By: Melanie Hicken
In one action announced Thursday, the Consumer Financial Protection Bureau said it has ordered U.S. Bank (USB, Fortune 500) and another company, Dealers’ Financial Services, to refund a combined $6.5 million to more than 50,000 active duty service members to make up for failing to disclose fees and other costs on auto loans.
The government agency said the auto loans were marketed to active military members with little credit history, borrowers who were “often young and new to the car buying process.”
The size of the refund will vary widely, according to CFPB, but will average around $100.
An investigation of the firms’ so-called “MILES” program — a subprime auto loan program that operated near military bases across the country — found that U.S. Bank failed to properly disclose fees and other information about the loans, while Dealers’ Financial Services understated the costs of add-on products, such as vehicle service or insurance.
For example, marketing materials claimed adding a vehicle service contract would add only a few dollars a month, when it actually cost an average $43 extra per month.

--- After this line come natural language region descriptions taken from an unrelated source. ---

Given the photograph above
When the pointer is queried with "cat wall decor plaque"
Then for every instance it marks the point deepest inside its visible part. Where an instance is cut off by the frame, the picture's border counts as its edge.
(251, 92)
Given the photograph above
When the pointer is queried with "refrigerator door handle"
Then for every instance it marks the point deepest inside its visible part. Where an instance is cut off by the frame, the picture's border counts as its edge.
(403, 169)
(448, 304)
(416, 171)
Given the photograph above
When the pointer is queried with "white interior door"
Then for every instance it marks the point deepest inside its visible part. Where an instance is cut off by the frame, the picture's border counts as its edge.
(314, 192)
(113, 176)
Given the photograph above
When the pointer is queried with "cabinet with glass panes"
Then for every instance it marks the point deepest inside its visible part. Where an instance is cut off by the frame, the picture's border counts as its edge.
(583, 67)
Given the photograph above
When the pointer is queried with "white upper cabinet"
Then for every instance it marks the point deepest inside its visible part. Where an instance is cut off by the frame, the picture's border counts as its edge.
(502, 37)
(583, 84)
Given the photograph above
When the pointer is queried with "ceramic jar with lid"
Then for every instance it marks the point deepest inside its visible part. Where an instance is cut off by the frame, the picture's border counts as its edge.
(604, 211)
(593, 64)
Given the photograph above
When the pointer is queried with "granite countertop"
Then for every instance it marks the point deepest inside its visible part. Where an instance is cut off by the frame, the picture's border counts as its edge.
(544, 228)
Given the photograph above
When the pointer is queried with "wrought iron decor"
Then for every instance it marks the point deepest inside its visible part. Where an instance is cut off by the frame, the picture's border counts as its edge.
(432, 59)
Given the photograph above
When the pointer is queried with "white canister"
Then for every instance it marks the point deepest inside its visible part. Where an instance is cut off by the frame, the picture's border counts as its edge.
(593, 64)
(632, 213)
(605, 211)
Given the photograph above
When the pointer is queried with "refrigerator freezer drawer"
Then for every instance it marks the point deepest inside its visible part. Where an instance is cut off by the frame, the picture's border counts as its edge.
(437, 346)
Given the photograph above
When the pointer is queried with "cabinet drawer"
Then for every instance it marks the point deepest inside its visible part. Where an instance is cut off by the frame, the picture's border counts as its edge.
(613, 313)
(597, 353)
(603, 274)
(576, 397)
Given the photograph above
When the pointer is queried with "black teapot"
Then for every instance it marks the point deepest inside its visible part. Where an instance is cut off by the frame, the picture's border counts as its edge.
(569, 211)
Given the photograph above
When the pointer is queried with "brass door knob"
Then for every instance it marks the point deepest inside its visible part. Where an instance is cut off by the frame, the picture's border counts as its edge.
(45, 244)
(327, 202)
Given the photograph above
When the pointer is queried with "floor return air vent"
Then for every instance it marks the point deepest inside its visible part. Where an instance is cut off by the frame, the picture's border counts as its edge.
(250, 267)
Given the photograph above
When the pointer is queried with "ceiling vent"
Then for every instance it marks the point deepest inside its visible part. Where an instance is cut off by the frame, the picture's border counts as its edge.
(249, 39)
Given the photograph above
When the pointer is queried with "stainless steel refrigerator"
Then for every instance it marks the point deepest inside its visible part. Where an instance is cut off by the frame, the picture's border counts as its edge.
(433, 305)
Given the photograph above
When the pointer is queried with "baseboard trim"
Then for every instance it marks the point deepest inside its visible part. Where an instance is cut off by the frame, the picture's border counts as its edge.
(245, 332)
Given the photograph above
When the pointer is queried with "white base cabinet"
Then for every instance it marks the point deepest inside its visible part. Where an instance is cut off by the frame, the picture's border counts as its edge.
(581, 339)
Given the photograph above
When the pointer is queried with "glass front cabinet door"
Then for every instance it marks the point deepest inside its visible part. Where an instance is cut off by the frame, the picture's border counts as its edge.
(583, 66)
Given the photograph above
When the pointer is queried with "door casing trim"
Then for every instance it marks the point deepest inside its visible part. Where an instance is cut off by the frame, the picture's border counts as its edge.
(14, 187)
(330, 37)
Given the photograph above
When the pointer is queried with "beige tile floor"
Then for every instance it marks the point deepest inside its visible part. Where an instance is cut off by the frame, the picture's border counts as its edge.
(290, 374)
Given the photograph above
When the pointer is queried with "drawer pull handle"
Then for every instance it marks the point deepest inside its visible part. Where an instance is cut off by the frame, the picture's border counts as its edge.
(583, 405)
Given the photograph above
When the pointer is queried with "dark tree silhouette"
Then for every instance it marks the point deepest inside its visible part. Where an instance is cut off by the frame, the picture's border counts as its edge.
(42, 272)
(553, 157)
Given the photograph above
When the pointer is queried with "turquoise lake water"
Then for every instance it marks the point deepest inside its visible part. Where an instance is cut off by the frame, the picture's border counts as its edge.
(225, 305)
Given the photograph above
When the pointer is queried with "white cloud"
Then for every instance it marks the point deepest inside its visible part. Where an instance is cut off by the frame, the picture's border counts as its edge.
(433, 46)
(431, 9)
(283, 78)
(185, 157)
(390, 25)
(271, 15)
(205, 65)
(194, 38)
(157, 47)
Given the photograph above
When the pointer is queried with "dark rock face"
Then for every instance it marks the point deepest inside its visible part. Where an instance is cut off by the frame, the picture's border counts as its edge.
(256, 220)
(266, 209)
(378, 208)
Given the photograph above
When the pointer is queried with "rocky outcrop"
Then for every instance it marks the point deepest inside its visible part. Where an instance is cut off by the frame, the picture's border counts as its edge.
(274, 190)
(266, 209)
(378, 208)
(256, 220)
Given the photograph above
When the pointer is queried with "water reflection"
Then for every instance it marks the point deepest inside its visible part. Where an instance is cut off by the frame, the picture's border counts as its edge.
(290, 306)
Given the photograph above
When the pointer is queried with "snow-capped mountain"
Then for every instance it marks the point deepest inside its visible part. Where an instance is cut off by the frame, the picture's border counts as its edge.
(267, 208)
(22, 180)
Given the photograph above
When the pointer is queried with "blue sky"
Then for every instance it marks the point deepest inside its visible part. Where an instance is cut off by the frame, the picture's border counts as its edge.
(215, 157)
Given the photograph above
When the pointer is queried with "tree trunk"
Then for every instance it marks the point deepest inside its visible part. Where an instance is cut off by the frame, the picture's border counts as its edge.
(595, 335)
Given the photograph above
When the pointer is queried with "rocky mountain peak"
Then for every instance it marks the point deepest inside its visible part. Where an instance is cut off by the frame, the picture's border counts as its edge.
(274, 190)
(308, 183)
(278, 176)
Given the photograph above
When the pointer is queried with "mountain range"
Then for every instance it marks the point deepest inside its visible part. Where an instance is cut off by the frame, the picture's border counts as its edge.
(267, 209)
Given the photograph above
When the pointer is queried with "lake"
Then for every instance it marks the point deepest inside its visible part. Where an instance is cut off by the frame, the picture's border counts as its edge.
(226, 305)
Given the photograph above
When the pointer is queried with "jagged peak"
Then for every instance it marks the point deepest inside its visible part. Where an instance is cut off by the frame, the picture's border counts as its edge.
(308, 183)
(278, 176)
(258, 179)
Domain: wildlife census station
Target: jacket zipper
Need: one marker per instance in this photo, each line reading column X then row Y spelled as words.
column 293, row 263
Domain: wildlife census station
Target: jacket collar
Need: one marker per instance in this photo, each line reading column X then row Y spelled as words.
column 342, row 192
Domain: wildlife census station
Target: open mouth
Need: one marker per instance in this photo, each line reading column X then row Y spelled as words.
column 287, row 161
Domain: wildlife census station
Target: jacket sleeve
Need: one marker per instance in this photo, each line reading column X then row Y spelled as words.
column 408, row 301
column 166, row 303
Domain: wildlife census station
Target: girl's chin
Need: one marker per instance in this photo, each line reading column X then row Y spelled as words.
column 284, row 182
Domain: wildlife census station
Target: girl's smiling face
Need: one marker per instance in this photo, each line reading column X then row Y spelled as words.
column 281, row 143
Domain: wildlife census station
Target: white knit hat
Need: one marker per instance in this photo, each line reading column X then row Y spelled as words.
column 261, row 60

The program also required service members to pay the loans using the military allotment system, which deducts payments directly from military paychecks, but then charged the borrowers $36 in monthly processing fees each year. U.S. Bank did not properly disclose those fees, the CFPB said.
U.S. Bank said in a statement that the MILES program, which was created more than a decade ago, has been “a popular program with young military service people, who faced the prospect of paying much higher interest rates at other lenders.” Still, the company said it plans to exit the program, and noted that it had not been fined beyond paying the refunds.
The CFPB learned of the program from the father of a 21-year-old soldier who said his son had inked a loan agreement that ate up more than 70% of his take-home salary before it even hit his bank account.
Also on Thursday, the Department of Defense announced plans to study other potential abuses of the decades-old military allotment system.
Financial counselors on military bases often tell horror stories of the automatic deductions, said Holly Petraeus, the CFPB’s assistant director for Service Member Affairs.
“They tell me about instances where there are service members who are ‘allotted out’, where they’ve got virtually all of their paycheck going to allotment before any of it gets to their bank,” she said.
Dealers’ Financial Services has agreed to stop requiring borrowers to use military allotments. It said it will now focus on “new potential lending partners that the company believes will provide more competitive financing alternatives to our service member customers.”
In an unrelated action, the Federal Trade Commission announced that Mortgage Investors Corporation, which offers mortgage refinance loans to military veterans, would pay a $7.5 million fine for illegal telemarketing practices.
Telemarketers for the firm called more than 5.4 million numbers listed on the national Do Not Call registry, and misstated the terms of their adjustable rate loan products.